Real-time dialogue between experimenters and dreamers during REM sleep: Current Biology

https://doi.org/10.1016/j.cub.2021.01.026



Lucid dreamers can hear and answer questions while still asleep, scientists find | Live Science
https://www.livescience.com/real-time-communication-while-dreaming.html

The research was conducted by cognitive neuroscientist Karen Concory of Northwestern University, Illinois. The research results are published in the academic journal 'Current Biology'.

Concoly and his colleagues are still dreaming to find out exactly what the dream is about, as people forget the details of the dream after waking up and can't remember it correctly, so research on the dream hasn't progressed. I thought about getting information while I was there, that is, while I was sleeping.

The research team consists of members from four countries: the United States, Germany, France, and the Netherlands, each conducting different experiments.

An American experiment was to 'verbally ask math problems during REM sleep and have them answer with eye movements,' with 22 participants saying that they remember their dreams at least once a week.

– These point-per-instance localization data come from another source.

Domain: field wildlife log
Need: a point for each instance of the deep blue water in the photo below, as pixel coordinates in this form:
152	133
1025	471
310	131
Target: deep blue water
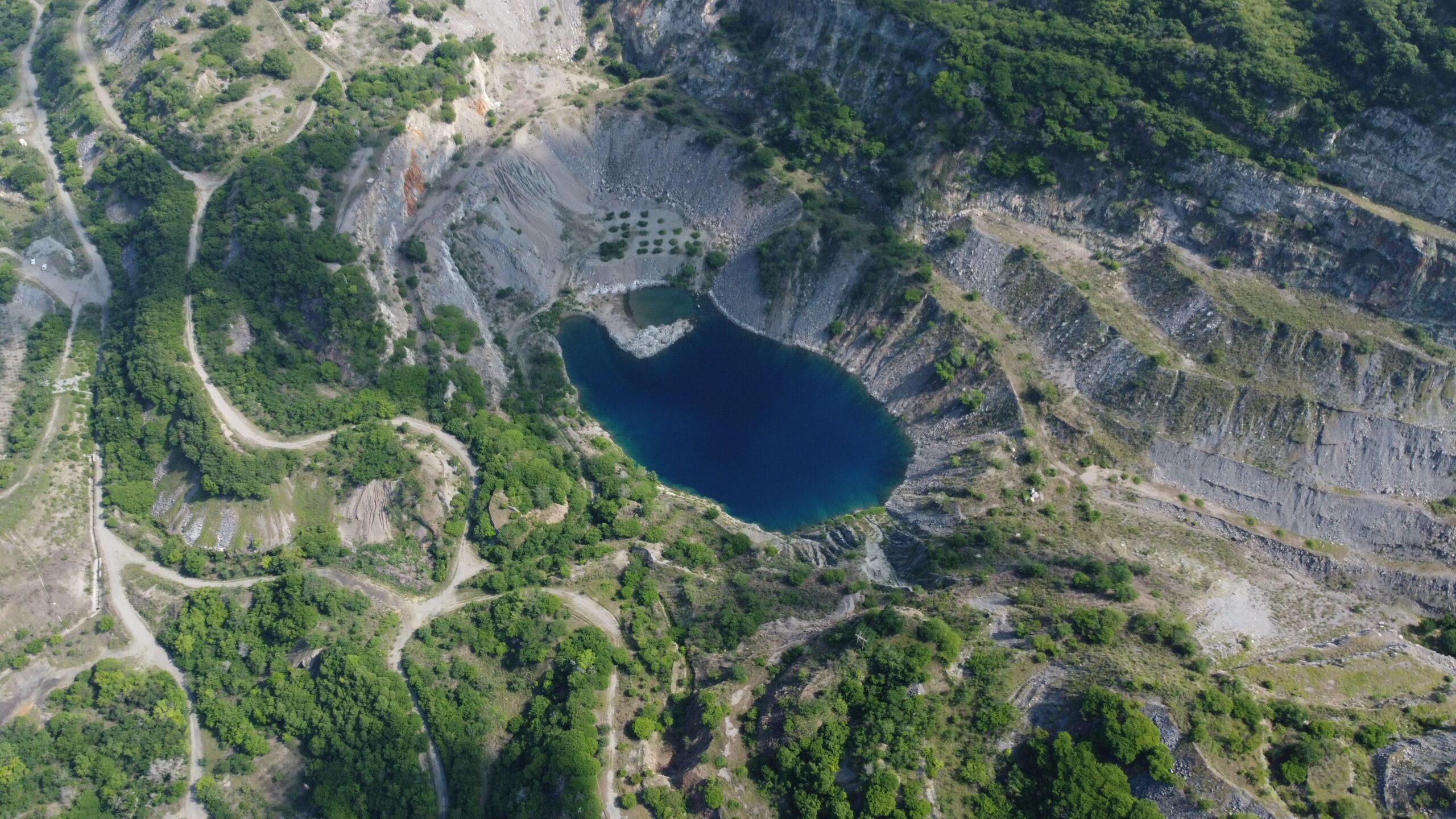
776	435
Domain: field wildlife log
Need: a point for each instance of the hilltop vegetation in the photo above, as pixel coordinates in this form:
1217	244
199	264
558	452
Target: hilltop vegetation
349	713
1132	81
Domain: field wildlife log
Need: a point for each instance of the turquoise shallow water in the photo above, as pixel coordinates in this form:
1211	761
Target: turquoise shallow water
776	435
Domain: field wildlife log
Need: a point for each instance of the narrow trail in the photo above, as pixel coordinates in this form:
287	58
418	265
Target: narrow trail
143	646
412	613
41	139
115	554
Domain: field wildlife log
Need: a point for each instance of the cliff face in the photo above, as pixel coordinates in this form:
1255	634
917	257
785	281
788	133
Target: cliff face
1254	349
1239	336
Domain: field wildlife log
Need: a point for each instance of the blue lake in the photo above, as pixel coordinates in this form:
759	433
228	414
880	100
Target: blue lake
776	435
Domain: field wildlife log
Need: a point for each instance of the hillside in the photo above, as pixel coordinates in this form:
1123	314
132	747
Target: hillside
1160	292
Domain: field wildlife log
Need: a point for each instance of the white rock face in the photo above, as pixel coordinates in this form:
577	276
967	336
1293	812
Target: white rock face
653	340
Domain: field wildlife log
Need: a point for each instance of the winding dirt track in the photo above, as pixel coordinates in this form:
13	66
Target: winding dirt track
117	554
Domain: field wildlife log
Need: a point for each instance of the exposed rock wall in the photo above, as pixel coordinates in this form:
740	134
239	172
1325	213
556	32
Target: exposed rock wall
1392	158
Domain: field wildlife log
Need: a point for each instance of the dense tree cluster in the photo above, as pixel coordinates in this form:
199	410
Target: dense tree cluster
1140	76
263	263
32	407
404	88
115	745
16	18
351	714
518	631
551	766
142	366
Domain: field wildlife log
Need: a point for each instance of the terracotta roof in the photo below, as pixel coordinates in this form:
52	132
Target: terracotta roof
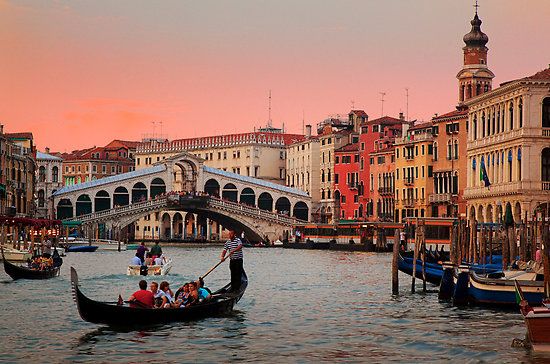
427	124
542	75
385	120
452	114
348	148
24	135
359	112
122	143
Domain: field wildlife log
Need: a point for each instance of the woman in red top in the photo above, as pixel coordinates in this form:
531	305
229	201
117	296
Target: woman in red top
142	298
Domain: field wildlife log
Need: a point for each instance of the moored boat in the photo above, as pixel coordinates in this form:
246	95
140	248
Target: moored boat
112	314
16	255
499	288
81	248
150	270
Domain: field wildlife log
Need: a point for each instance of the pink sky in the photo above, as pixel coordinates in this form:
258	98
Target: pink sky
79	74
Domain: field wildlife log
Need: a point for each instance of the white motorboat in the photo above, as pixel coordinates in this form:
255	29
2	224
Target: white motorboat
111	245
150	270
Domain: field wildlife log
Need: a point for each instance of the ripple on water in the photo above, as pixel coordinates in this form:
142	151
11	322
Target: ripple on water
301	306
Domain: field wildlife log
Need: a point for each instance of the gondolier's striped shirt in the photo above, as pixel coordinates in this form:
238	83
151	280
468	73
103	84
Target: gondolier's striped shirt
232	244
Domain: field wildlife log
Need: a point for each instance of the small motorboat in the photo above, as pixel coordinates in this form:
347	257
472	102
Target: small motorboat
499	288
122	315
111	245
20	272
150	270
81	248
537	320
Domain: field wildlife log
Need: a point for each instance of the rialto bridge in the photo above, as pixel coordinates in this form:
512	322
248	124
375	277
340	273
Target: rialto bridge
184	199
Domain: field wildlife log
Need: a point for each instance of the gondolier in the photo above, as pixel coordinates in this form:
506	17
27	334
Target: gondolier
234	249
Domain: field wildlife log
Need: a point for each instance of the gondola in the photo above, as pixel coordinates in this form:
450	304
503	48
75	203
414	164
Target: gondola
18	272
112	314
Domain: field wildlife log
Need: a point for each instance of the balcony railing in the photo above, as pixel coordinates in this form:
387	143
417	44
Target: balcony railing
409	202
385	190
439	197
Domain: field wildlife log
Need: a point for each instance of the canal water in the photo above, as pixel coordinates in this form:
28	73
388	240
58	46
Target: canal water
300	306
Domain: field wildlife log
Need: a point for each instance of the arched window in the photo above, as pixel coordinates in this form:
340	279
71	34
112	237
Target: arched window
519	164
42	174
520	111
41	198
55	174
498	119
510	159
545	164
546	113
511	110
483	125
456	149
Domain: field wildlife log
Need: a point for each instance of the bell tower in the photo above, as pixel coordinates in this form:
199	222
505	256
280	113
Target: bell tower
475	78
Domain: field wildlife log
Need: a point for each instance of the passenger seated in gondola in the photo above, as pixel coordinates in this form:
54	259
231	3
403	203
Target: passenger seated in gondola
157	294
136	260
182	296
168	297
149	259
142	298
159	260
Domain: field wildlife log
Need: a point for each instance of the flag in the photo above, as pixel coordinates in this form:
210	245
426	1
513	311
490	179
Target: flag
483	175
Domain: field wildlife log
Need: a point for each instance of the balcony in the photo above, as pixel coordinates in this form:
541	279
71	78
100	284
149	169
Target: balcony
385	190
439	198
508	188
409	202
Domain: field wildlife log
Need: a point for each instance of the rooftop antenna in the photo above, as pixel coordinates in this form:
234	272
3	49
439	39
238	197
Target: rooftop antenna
407	96
303	122
382	99
269	118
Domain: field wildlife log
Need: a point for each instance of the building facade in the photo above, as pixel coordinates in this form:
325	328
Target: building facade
414	171
17	166
346	183
334	133
508	149
48	180
302	166
375	135
98	162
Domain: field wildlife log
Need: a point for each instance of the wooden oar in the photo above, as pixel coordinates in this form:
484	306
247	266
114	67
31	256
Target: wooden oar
217	264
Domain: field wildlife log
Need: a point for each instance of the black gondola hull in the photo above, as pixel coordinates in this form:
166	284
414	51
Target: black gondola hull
125	316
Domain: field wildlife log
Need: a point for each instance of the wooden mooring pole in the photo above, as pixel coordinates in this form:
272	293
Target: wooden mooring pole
394	267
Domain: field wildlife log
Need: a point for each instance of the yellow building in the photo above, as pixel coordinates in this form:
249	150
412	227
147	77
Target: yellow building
509	142
302	166
413	171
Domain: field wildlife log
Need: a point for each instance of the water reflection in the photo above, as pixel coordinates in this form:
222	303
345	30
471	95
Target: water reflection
301	306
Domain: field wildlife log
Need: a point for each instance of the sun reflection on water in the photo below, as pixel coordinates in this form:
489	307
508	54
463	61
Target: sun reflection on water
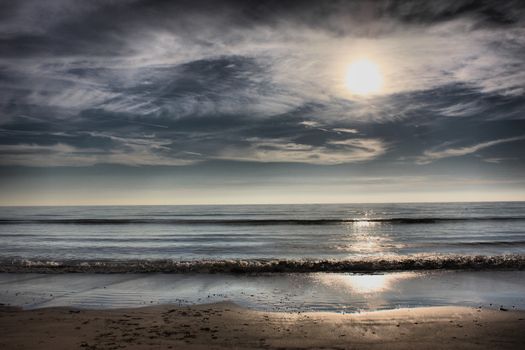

The German experiment was to 'provide math problems with sound and light during REM sleep and have them answer with eye movements', and 10 people who have dreamed lucid dreaming more than 35 times in the past participated.

A French experiment identifies 'questions that can be answered yes / no', tactile sensations, speeches, and light stimuli, and answers by contraction of facial muscles. One person who often lucid dreaming with narcolepsy (insomnia). Participated.

The Dutch experiment, like the United States, verbally raises math problems, and three people participated, who remembered the contents of their dreams at least three times a week and at least one of them was a lucid dream.

In all experiments, three experts checked whether participants were in REM sleep.

As a result, 6 out of 36 people who participated in the experiments in 4 countries responded correctly. Of the total of 158 tests, 29 (18.4%) got the correct answer. In addition, there were 5 false responses (3.2%), 28 ambiguous responses (17.7%), and the most common response was 'no response' (96 responses (60.8%)).

'I wish I could communicate, but I couldn't believe it when there was a real reaction,' Concory told the news site LiveScience.

Regarding the results of the experiment, Pileriin Sikka of the University of Schevede, Sweden, said, 'Two-way communication that works from the outside to the inside of the dream and the reaction comes back from the inside is like science fiction,' said four independents. While acknowledging the efforts of the researchers regarding what the group did, only six responded, questioning whether it could be generalized.

Robert Stickgold, a professor at Harvard Medical School, also described it as 'a groundbreaking research' and 'a new and exciting window for dream research'. 'How to apply it in reality?' It's not clear if we'll be able to answer more complex questions, 'he told Live Science.